Haha glad to have I out the yard I got too many toys and needed to clean out a bit


----------



## Bruteforce10 (Jun 25, 2010)

Got her ready for nats. Currently about 5 hours away from the front gate. 










Sent from my iPhone using Tapatalk


----------



## Ole Nasty (Jul 7, 2012)

Plastics turned out good, what did you use on them?


----------



## Bruteforce10 (Jun 25, 2010)

Wet sanded them. Just like doing a vehicle 


Sent from my iPhone using Tapatalk


----------



## CRAZYCRACKAZ71 (Oct 8, 2011)

u didnt repaint them????


----------



## Bruteforce10 (Jun 25, 2010)

Nope I liked the original look. I repainted the rims. Like a metallic black/bronze. 










Sent from my iPhone using Tapatalk


----------



## CRAZYCRACKAZ71 (Oct 8, 2011)

rims look bad *** jess


----------



## Polaris425 (Dec 16, 2004)

You made the MSA photo album 3 or 4 times. See if this link works

Mud Nationals 2013 Photo Gallery featuring MSA Wheels and EFX Tires


----------



## flowhandy (Oct 15, 2012)

Those wheels tires are sick. What size are they and where can I find some?


----------



## Bruteforce10 (Jun 25, 2010)

Polaris425 said:


> You made the MSA photo album 3 or 4 times.
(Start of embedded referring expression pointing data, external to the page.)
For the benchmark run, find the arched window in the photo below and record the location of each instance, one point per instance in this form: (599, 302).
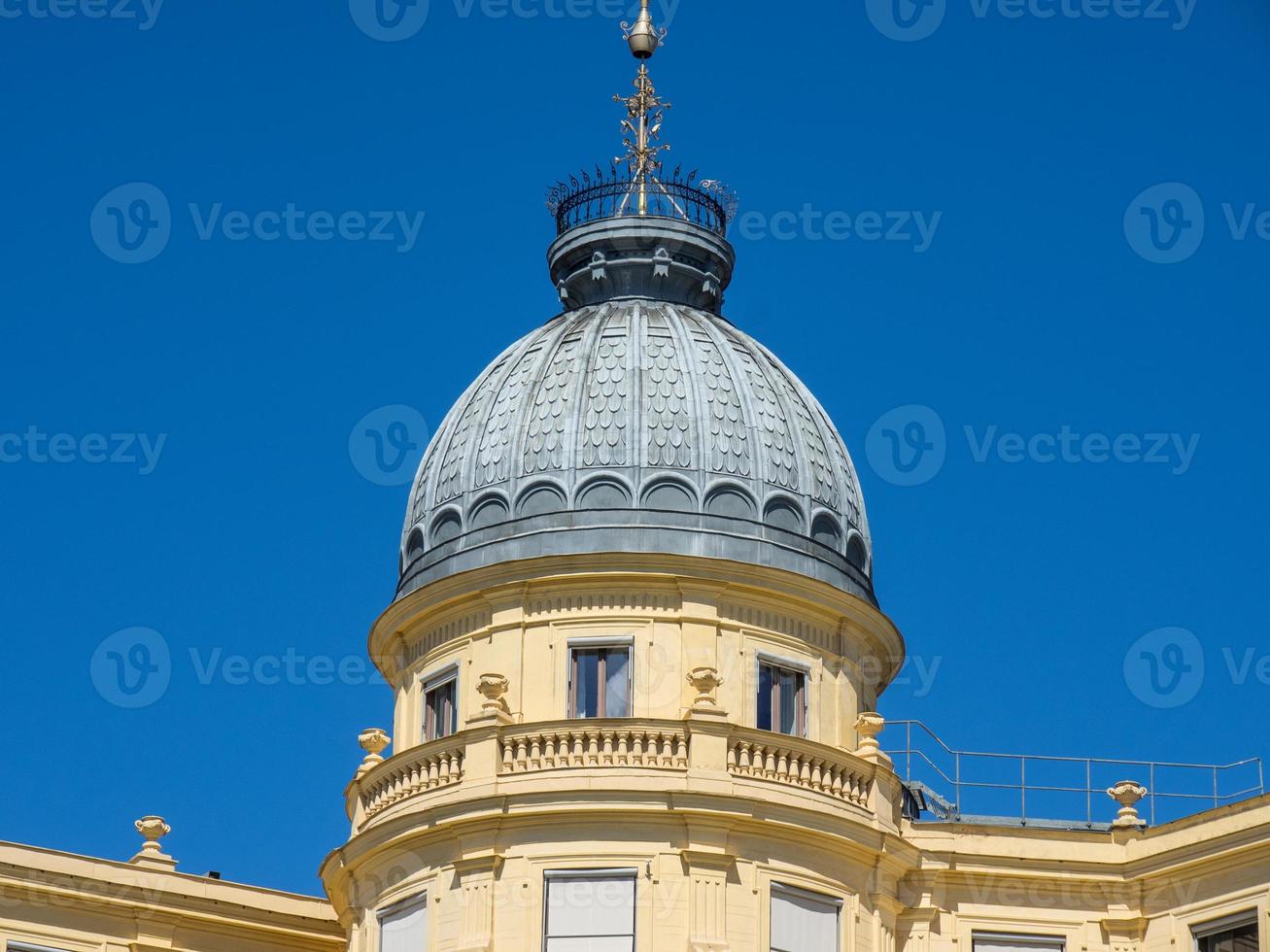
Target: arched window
(540, 500)
(489, 512)
(670, 496)
(446, 527)
(826, 530)
(856, 554)
(784, 516)
(603, 493)
(731, 501)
See if this link works
> 
> Mud Nationals 2013 Photo Gallery featuring MSA Wheels and EFX Tires


 
Sweet! Didnt know that. Thanks P

---------- Post added at 11:59 AM ---------- Previous post was at 11:52 AM ----------

I guess I will just add some of my Nats pictures and vids to this thread. All in all everything was great and had a fun time minus the dust. 



















We represent

















After making it down the right side of the entire highline









S3 does amazing work

































Water line









And of course i had to get some vids


Long ways



Hope yall enjoyed.


----------



## brutelaws29.5 (Apr 10, 2011)

:rockn::rockn:sweet ol red was doin work!!


----------



## Polaris425 (Dec 16, 2004)

Holy cow that was deep!!!!!! Awesome :rockn:


----------



## CRAZYCRACKAZ71 (Oct 8, 2011)

Barret and his weird pos. hahah. 


Sippin cold beer and going deep!!


----------



## Bruteforce10 (Jun 25, 2010)

CRAZYCRACKAZ71 said:


> Barret and his weird pos. hahah.
> 
> 
> Sippin cold beer and going deep!!


 
At least his 420 can spin the tires.......:bigeyes:


----------



## brutelaws29.5 (Apr 10, 2011)

Bruteforce10 said:


> At least his 420 can spin the tires.......:bigeyes:



:haha::haha:wned::haha::haha:


----------



## CRAZYCRACKAZ71 (Oct 8, 2011)

Ha y'all funny, b jelious of ma ****. Mike stop talking s*** son. Also he's on 30s with 69% gr dumb *****. I'm
On 32s with 35%. Keep hating idgaf! 


Sippin cold beer and going deep!!


----------



## brutelaws29.5 (Apr 10, 2011)

Wow t who left the floater in your glass of milk today and who said anything about being jellous really???




I'd rather be in the mud then using tap talk right now


----------



## lilbigtonka (Dec 30, 2008)

I will help clarify this dispute, it is jealous ok now back on topic lol


----------



## Bruteforce10 (Jun 25, 2010)

Lol i agree tonka. Drew your bike is pretty. But lets keep the nasty trash talk off the forum, they have kids here to.


----------



## coxhm26 (Apr 1, 2013)

Lol! thats legit!


----------



## Cal3bCart3r (Mar 5, 2012)

Any reason why ur sellin the wheels ?


----------